The artifact is intentionally focused. Naming what it does not model is part of the read:
- Markets in scope: EPEX day-ahead spot only. Continuous intraday and balancing / imbalance markets are not modeled. The same machinery (feature pipeline, quantile heads, leakage tests, drift monitor) extends to intraday with a finer re-issue cadence and intraday-specific features (NWP updates landing through the day, recent imbalance signals).

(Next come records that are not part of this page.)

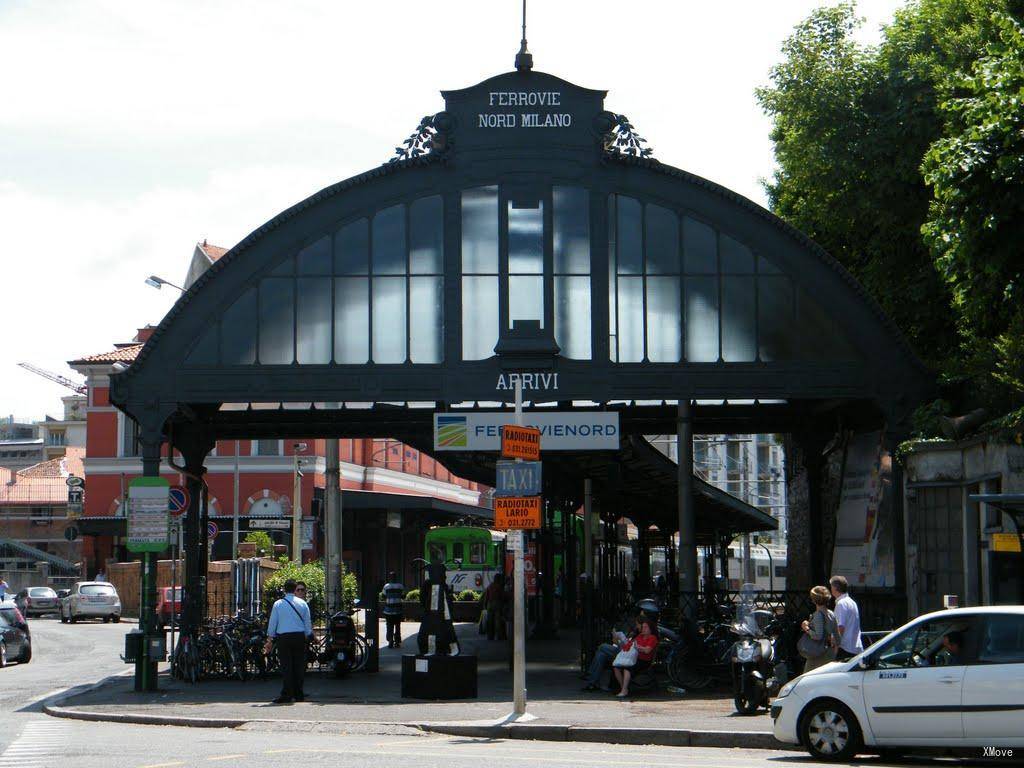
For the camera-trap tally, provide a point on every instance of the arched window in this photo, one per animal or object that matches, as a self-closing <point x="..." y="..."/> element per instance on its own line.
<point x="525" y="258"/>
<point x="372" y="291"/>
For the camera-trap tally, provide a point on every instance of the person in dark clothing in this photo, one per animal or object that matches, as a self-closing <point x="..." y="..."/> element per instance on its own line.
<point x="290" y="626"/>
<point x="394" y="592"/>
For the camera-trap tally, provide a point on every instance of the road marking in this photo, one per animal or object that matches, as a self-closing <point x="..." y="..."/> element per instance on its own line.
<point x="40" y="743"/>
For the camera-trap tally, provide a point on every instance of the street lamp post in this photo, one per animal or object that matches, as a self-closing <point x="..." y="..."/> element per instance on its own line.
<point x="297" y="449"/>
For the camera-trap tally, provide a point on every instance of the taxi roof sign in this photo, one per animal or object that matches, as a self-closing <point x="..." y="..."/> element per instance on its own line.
<point x="520" y="442"/>
<point x="512" y="512"/>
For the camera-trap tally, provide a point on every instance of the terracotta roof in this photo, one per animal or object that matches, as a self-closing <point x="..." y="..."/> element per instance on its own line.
<point x="212" y="252"/>
<point x="69" y="464"/>
<point x="124" y="353"/>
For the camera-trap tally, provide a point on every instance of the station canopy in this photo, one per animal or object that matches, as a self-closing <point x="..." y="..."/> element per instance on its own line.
<point x="526" y="231"/>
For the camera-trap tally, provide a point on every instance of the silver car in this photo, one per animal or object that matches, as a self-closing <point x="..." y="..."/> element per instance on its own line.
<point x="91" y="600"/>
<point x="35" y="601"/>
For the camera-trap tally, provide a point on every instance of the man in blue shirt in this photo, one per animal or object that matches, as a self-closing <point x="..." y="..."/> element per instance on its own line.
<point x="290" y="626"/>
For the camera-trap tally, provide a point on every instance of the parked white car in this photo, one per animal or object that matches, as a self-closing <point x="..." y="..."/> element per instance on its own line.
<point x="91" y="600"/>
<point x="953" y="679"/>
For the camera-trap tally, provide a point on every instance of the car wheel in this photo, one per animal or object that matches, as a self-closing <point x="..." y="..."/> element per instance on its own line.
<point x="829" y="731"/>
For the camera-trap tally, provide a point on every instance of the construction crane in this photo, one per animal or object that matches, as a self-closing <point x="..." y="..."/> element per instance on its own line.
<point x="56" y="378"/>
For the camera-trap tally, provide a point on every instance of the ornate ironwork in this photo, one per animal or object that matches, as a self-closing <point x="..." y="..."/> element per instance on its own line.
<point x="624" y="139"/>
<point x="421" y="141"/>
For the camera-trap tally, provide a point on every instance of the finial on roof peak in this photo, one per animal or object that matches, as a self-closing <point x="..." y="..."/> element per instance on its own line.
<point x="523" y="59"/>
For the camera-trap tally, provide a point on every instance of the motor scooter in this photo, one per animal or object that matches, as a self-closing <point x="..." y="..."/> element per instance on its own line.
<point x="339" y="652"/>
<point x="757" y="673"/>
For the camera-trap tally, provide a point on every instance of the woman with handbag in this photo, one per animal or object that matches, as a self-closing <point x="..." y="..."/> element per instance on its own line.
<point x="637" y="653"/>
<point x="817" y="644"/>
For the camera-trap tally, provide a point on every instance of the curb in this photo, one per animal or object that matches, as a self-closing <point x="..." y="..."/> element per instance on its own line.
<point x="54" y="707"/>
<point x="612" y="735"/>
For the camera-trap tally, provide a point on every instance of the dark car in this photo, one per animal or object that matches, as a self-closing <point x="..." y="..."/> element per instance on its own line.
<point x="35" y="601"/>
<point x="15" y="640"/>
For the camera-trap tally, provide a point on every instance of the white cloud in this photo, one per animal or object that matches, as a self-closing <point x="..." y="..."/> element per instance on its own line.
<point x="132" y="129"/>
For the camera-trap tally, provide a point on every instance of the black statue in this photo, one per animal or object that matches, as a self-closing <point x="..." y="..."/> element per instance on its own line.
<point x="436" y="630"/>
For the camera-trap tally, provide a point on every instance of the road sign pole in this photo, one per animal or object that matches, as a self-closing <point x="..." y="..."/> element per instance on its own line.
<point x="519" y="603"/>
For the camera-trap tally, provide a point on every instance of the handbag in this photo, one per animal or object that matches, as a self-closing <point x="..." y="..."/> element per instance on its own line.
<point x="627" y="656"/>
<point x="808" y="647"/>
<point x="483" y="622"/>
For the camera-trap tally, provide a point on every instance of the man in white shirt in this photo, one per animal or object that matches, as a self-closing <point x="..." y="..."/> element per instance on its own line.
<point x="848" y="619"/>
<point x="290" y="626"/>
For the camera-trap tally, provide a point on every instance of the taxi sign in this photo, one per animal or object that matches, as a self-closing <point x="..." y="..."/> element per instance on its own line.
<point x="520" y="442"/>
<point x="1006" y="543"/>
<point x="517" y="512"/>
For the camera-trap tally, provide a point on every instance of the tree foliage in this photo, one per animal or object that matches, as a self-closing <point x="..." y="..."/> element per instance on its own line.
<point x="975" y="225"/>
<point x="852" y="127"/>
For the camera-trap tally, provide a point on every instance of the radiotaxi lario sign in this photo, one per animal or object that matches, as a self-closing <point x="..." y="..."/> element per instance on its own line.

- Dispatch policy: a greedy ranking heuristic (charge the cheapest 24 quarter-hours, discharge the priciest 24), recomputed independently each delivery day — not an optimiser. The schedule is not constrained to a realizable state-of-charge path, so the absolute € is an upper bound; the % of perfect-foresight is policy-invariant (oracle, naive, and model all run the identical greedy, so the ratio is robust). On this holdout the greedy equals the true LP optimum under the 3-cycle cap. No cycling-degradation cost, no market-impact penalty — the battery is a price-taker. Risk-aware position sizing + an SoC-constrained dispatch are the named next milestones.
- Forecasting cadence: single issue at D-1 12:00 Berlin. No intraday re-forecast as new NWP arrives.
- Revenue stack: energy arbitrage only. FCR / aFRR / mFRR (capacity + activation) typically dominate a German BESS's actual revenue and are not modeled here.
src/loadforecast/
data/ # multi-source ingestion (SMARD API, SMARD downloadcenter, Open-Meteo)
features/ # leakage-safe feature builders (calendar, lags, availability)
models/ # Keras LSTMs + XGBoost wrappers, windowing, predict functions, extreme-tail clip
backtest/ # rolling-origin evaluator + TSO + SARIMAX baselines
serve/ # FastAPI inference service (load + price)
dashboards/ # Streamlit dashboard with LOAD / PRICE views + architecture-justification panel
tests/ # pytest — leakage tests, baseline harness, API smoke
scripts/ # training, refresh, render-PNG, smoke-check, drift monitor, P&L sim, M10 calibration
model_checkpoints/
xgboost_load_v1/ # load model (production)
xgboost_price_v1/ # price model (production)
lstm_quantile_v1/ # LSTM load — comparison baseline
price_quantile_v4/ # LSTM price — comparison baseline (with extreme_clip.json from M10 era)
backtest_results/ # holdout CSVs + battery-dispatch P&L + drift_log.csv (live trace)
conda create -n loadforecast python=3.11 -y
conda activate loadforecast
pip install uv && uv pip install -e ".[dev]"
# 1. Verify install
pytest -q
# 2. Refresh the parquet from public APIs (~5 min)
python -m loadforecast.data.refresh --rebuild --start 2022-01-01
# 3. Train the production XGBoost models (~30 s each)
python scripts/train_xgboost_load.py
python scripts/train_xgboost_price.py
# 4. (Optional) Train the LSTM comparison baseline (~5 min each)
python scripts/train_lstm_quantile.py
python scripts/train_lstm_price_quantile.py
python scripts/calibrate_extreme_clip.py
# 5. Architecture comparison + battery P&L
python scripts/compare_lstm_vs_xgboost_load.py
python scripts/compare_lstm_vs_xgboost_price.py
python scripts/run_battery_pnl.py
# 6. Dashboard
streamlit run dashboards/app.py
# 7. Or hit the inference service
uvicorn loadforecast.serve.api:app
# POST localhost:8000/forecast {"delivery_date": "2026-05-08"}
# POST localhost:8000/forecast/price {"delivery_date": "2026-05-08"}| Source | What | Auth |
|---|---|---|
| SMARD API (Bundesnetzagentur) | Total grid load, residual load, day-ahead clearing price, actual generation by source | none |
| SMARD downloadcenter (JSON) | TSO day-ahead load forecast, TSO day-ahead PV+wind forecast | none |
| Open-Meteo | NWP (temperature, solar radiation, wind speed at 100 m, cloud cover; population-weighted across 6 German load centres) | none |
All data is licensed CC-BY 4.0.
Active pivot toward production-grade trading-shop patterns: classical (SARIMAX) baseline + simple ensemble + risk-aware position sizing + trader-facing analytics panels. Tracked phase-by-phase via commits and PRs. The daily GitHub Action keeps both architectures' forecasts current; ongoing maintenance work is documented in commit messages.
MIT. Data: CC-BY 4.0 (SMARD / Bundesnetzagentur, ENTSO-E).